Our history: It’s both short and long
The KDE Hub is a new entity with deep roots. The vision and approach for the KDE Hub originated within the Propel Centre for Population Health Impact, hosted by the Faculty of Health, University of Waterloo from 1998 to 2019. Propel was a centre for engaged scholarship. It existed to improve the health of people and places in Canada and beyond, primarily by addressing underlying social, behavioural and environmental determinants of health and well-being.
Today, the KDE Hub is hosted by Renison University College, affiliated with the University of Waterloo. Renison’s shared values of social justice, equity, and diversity are aligned with the Hub’s mandate, the approach of the MHP-IF, and the work conducted by the funded projects across Canada.
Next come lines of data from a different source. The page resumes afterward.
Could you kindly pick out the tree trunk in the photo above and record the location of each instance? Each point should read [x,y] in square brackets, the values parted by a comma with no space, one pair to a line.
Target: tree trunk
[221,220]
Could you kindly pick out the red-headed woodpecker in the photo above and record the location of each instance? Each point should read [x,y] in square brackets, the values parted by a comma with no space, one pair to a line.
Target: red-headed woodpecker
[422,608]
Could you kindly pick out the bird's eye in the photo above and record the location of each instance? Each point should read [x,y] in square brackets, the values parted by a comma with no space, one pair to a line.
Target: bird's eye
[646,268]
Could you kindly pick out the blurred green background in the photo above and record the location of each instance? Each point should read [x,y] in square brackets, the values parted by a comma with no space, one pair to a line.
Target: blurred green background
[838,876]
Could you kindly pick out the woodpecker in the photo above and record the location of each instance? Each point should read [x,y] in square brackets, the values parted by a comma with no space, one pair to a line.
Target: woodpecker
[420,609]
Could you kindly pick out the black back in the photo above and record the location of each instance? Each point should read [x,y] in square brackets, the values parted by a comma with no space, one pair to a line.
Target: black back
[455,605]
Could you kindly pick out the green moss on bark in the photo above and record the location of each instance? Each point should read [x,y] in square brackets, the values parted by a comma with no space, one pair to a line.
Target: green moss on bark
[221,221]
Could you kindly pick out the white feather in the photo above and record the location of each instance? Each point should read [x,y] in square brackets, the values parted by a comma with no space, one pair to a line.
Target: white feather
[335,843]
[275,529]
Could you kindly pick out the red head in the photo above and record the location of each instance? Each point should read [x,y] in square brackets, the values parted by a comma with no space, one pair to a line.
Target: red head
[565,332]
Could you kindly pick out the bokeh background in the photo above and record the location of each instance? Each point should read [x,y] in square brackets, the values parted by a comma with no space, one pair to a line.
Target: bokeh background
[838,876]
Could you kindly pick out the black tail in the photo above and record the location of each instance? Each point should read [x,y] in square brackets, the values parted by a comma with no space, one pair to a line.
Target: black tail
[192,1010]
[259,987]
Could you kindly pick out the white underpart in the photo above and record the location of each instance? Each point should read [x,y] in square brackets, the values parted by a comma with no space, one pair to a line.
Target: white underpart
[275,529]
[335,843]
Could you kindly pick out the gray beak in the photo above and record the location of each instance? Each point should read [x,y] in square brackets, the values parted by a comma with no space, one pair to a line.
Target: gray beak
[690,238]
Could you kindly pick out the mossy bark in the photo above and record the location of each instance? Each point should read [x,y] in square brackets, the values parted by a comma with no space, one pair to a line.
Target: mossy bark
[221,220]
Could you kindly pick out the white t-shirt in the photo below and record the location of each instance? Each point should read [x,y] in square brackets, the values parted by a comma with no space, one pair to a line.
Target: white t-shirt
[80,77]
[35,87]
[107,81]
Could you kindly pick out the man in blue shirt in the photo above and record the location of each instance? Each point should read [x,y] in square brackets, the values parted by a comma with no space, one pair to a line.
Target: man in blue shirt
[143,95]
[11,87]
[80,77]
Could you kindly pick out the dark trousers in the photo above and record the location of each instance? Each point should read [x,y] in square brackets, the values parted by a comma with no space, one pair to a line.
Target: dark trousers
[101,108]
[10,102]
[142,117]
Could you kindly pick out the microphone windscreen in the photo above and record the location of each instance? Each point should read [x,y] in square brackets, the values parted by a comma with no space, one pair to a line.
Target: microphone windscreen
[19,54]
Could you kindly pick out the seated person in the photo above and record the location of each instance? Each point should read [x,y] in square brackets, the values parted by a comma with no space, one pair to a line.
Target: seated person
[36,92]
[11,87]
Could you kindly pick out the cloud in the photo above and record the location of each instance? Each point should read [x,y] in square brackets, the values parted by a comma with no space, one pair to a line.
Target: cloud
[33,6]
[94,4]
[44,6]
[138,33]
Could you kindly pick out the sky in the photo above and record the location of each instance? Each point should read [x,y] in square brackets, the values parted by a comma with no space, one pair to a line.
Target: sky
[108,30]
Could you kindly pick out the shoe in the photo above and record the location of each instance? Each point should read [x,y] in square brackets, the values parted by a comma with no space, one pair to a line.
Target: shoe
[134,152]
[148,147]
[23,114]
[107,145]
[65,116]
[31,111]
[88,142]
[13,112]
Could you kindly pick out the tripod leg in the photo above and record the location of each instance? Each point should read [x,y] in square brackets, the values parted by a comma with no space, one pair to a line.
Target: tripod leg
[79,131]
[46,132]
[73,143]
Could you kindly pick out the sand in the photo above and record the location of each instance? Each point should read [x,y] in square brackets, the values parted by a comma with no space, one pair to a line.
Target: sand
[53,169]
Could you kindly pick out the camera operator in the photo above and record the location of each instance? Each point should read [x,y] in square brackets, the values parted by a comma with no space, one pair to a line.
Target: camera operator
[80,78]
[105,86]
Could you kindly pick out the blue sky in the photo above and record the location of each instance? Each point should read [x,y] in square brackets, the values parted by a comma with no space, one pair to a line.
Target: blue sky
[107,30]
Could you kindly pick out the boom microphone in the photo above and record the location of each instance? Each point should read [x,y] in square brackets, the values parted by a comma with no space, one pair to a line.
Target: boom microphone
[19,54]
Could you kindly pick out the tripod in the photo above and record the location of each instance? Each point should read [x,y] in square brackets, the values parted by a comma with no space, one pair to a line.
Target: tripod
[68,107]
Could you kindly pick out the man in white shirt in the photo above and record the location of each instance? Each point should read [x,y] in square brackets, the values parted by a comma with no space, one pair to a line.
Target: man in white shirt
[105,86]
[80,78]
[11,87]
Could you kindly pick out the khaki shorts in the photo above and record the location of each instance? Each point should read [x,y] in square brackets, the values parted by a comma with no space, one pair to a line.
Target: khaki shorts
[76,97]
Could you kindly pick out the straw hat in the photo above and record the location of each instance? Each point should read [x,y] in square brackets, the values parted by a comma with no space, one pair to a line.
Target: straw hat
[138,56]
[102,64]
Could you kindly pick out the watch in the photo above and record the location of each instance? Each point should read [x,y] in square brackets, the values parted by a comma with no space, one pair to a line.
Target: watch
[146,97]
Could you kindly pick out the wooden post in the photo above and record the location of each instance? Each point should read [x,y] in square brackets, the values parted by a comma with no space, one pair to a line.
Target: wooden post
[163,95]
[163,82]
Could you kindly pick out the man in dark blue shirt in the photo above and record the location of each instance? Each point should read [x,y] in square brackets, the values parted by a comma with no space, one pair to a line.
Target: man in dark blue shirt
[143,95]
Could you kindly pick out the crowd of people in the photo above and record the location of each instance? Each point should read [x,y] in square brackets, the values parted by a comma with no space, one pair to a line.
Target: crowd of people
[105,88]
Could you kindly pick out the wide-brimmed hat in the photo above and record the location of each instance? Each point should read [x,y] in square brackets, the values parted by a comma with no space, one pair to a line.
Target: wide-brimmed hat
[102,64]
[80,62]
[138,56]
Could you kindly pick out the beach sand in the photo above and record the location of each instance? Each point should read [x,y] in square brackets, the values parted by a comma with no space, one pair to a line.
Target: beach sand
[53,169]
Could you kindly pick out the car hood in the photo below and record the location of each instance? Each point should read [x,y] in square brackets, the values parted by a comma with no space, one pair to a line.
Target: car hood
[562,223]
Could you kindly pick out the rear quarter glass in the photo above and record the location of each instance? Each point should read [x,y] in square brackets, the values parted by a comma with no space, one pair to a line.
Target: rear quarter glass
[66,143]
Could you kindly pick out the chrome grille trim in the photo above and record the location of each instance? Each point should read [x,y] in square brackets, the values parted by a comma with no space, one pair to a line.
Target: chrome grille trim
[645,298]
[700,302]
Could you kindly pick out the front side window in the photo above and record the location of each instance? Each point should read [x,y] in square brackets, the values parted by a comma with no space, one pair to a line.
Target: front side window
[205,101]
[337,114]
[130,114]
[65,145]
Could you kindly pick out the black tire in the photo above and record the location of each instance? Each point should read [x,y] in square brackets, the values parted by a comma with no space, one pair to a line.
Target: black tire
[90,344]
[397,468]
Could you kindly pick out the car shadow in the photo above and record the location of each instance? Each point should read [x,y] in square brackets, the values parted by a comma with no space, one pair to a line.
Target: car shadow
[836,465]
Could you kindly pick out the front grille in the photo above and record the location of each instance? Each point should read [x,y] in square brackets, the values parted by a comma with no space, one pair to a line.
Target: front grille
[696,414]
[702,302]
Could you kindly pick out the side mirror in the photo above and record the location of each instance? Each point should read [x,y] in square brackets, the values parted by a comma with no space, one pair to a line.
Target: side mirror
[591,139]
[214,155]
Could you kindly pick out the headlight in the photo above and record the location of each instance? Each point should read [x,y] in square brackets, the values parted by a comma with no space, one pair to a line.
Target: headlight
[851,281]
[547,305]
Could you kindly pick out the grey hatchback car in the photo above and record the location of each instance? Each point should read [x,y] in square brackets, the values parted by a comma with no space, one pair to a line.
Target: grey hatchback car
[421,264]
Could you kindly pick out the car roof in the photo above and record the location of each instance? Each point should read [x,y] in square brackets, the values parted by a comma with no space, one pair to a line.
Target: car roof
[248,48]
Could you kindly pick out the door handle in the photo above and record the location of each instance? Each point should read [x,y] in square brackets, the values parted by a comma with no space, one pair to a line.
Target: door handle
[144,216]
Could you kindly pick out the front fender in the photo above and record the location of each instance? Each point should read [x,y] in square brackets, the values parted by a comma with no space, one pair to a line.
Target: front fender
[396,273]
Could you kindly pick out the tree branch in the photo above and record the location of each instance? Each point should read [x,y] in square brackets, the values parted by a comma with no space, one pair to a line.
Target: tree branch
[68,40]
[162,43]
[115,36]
The KDE Hub’s core commitments
We aim to act in ways that are consistent with our beliefs and theory of change. These actions are expressed as core commitments; promises to those we serve, and guideposts for the Hub’s work. We welcome your feedback on how well we’re keeping our commitments.
1) Focus on population mental health promotion for diverse groups of children and youth.
In keeping with the MHP-IF, the Hub’s work will focus on promotion of mental health at the population level.
2) Act in ways that respect properties of complex systems.
This reflects an understanding of the complexity of the problems, approaches needed to address them, and environments, including what this understanding means for knowledge development and exchange.
3) Support existing expertise and leadership.
The Hub does not hold all expertise. Our job is to understand, support and engage existing leadership within the funded projects and others with relevant expertise and experience.
4) Honour multiple ways of knowing and doing.
The Hub embraces different ways of knowing, doing, and being that are suitable for various populations, settings, and questions. For example, many projects engage Indigenous populations with opportunities within and beyond those projects to use Indigenous wholistic frameworks and ways of knowing.
5) Ensure KDE informs decision-making and contributes to new knowledge.
The work of the Hub reflects these two main purposes of knowledge development and exchange activities.
6) Address the most relevant KDE needs using the most suitable and rigorous methods.
This is a commitment to using the most suitable and appropriately rigorous methods, without compromising relevance. What are the kinds of learnings and questions that can be asked and answered credibly within and across MHP-IF projects?
7) Use participatory design practices in all we do.
All work undertaken by the Hub is underscored by a commitment to inclusive and participatory approaches for generating, translating, sharing and applying knowledge.
8) Embrace an improvement orientation to our work.
The Hub takes a continuous ‘learn as we go’ approach with relevant data collected and fed back to inform adaptations along the way.